What if you have less than five saxes? With two, use altos; with three, use altos and one tenor. When working with four, the bari is usually the one to use but you must analyze the chord structure to decide. In older arrangements using five, bari often doubled lead alto so tenor was the choice. Soprano sax can add color. Transpose the lead alto down a fifth.
What do you do with flutes and clarinets? First, encourage them to learn saxophone but a flute can be effective when doubling alto in soli and piccolo adds a nice edge doubling lead trumpet in a shout chorus. Use clarinets on the tenor parts played an octave lower rather than doubling trumpets.
What do you do with a lack of trombones? Sometimes the arrangement will work as written in tutti sections but not for background parts. Either tacit those sections or fill in the parts with saxes in the trombone range. Because balance and chord voicing are the main issues, try rescoring the whole chart for one brass part. Put a flugel horn on lead trombone and the trombone on the critical chord tone (usually the third or seventh). Try doubling lead trumpet with the one trombone while the other trumpets fill in the middle notes. This is the concept used by the Glenn Miller sax section (unison clarinet lead and lower tenor part in octaves with the other saxes in the middle) and the George Shearing Quintet (vibes and guitar in octaves with the piano on the middle notes). If there are extra trumpets, have them play euphonium. Teach them the bass clef transposition or write it out.

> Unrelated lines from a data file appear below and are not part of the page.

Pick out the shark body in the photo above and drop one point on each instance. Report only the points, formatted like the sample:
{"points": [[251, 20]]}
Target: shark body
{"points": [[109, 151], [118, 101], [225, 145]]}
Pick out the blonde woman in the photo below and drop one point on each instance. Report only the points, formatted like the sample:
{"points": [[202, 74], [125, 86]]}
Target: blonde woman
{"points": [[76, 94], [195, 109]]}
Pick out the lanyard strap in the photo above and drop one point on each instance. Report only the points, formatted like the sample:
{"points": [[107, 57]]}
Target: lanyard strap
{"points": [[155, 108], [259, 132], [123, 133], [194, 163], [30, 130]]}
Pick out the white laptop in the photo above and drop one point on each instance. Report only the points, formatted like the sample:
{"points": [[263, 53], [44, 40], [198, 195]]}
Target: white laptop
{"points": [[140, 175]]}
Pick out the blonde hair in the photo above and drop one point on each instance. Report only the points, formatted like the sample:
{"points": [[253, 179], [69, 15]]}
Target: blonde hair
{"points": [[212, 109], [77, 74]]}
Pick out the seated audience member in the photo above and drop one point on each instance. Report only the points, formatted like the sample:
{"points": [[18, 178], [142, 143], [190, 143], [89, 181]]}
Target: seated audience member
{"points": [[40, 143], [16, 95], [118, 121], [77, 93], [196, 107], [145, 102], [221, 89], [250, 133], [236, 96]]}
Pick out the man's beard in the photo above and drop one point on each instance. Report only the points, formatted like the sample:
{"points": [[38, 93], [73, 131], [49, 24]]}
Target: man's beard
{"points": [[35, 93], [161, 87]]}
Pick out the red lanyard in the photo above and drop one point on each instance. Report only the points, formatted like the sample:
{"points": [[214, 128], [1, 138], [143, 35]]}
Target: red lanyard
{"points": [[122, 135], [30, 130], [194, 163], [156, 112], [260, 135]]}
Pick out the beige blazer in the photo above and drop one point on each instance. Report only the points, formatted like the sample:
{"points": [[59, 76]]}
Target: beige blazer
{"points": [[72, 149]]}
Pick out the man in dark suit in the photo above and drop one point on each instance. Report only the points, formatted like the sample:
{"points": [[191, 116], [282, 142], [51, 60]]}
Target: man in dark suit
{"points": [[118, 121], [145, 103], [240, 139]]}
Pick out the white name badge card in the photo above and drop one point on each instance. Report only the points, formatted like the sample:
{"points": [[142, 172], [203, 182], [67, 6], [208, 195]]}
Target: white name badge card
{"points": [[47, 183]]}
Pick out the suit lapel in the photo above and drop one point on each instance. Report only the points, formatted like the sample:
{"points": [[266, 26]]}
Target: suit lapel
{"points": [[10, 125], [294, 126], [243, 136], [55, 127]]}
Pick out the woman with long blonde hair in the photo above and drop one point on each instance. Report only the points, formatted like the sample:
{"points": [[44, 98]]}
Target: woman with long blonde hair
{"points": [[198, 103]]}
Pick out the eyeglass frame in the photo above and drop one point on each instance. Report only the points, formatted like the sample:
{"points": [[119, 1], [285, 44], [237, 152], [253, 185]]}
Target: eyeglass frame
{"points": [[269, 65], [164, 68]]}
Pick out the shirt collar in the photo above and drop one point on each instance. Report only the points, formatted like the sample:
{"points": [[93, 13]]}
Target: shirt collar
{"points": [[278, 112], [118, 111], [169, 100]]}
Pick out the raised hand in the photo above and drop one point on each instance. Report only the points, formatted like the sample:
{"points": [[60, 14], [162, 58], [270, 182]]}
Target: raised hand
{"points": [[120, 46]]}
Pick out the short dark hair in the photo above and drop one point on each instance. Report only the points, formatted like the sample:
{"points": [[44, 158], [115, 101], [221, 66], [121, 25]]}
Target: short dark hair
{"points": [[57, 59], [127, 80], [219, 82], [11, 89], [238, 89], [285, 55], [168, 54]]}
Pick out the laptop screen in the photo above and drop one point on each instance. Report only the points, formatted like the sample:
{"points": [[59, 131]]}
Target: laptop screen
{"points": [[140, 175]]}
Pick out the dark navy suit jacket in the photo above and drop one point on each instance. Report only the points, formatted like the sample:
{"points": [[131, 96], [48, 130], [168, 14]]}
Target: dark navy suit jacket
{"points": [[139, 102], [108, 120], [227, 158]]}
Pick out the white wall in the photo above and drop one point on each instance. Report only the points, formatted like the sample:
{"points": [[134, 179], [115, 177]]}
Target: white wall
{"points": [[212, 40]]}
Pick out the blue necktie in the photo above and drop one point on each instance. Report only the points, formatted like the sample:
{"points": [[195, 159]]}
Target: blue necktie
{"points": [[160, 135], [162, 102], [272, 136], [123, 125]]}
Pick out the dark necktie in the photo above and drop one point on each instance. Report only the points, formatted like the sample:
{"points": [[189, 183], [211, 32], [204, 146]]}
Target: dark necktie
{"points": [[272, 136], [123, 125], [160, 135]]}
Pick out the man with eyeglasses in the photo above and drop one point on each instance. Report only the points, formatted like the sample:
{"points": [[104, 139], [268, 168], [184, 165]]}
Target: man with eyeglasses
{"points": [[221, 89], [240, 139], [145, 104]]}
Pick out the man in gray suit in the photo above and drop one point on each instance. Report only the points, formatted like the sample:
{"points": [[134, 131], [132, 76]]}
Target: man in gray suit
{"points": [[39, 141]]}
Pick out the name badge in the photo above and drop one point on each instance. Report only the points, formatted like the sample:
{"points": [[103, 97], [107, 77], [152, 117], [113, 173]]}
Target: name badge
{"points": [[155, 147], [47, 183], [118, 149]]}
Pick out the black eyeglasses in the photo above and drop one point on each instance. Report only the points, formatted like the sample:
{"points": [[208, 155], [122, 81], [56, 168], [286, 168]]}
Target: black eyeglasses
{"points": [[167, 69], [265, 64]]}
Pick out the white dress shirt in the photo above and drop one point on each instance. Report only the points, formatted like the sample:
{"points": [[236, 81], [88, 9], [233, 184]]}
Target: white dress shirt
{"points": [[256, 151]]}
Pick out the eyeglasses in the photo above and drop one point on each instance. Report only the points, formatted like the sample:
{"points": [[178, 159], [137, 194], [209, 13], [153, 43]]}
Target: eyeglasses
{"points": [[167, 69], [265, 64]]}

The euphonium and flugel horn are versatile instruments because they blend so well. They are great solo instruments and add color to unison lines. When used in their respective section, they should play the lower parts.
Tuba players can add depth to a full brass section. When writing their part, use sections from the bass, bari sax, left-hand piano and fourth trombone. Be careful of chord voicing in trombone solis.
What if you don’t have a bass player? This is serious. Every band room should have at least one school-owned acoustic and electric bass displayed prominently. Encourage your best tuba player to learn it as a potentially lucrative double because bass players always get work. The basics are relatively uncomplicated and in the hands of a responsible individual it can quickly become the solid foundation for your jazz ensemble. Recruit from the orchestra. The transfer from acoustic to electric is relatively easy. A keyboard bass can keep rehearsals moving while you develop a regular player. Do not use left hand acoustic piano as a substitute. Don’t use a tuba for bass parts unless you are playing Dixieland or Dirty Dozen Brass Band covers.
Mallet parts can be very effective. Vibes or bells blend well with saxes and a xylophone puts a nice edge (like piccolo) on strong tutti sections and shout choruses. This was a signature sound for the Rob McConnell band.
Don’t use a guitar just to fill a chair. Unless the player is relatively competent or taking lessons, it may be more trouble than it’s worth. Two guitars can work with one doubling lead lines and the other on rhythm as long as it doesn’t conflict with the piano.
Strive for contrast in the rhythm section. Be sure the comping parts agree on chords and there is no clutter. Piano players should use the pedal sparingly. Try alternating guitar and piano within sections of a tune. Try leaving the entire rhythm section out for a chorus. Try using just the bass player for a chorus. The drummer should be the one capable of the most contrast concerning dynamics and color. Changing cymbals between sections works effectively. Switching from ride cymbal to high hat will immediately bring dynamics down a level.
Too much rescoring can become time consuming and alter the intent of the arranger but in most ensembles, some is necessary. You are fortunate if your band is comfortable reading, rehearsing and performing lots of literature. Performance responsibilities usually dictate this as a luxury but a worthwhile goal. Adjusting quickly to any arrangement is desirable in any band.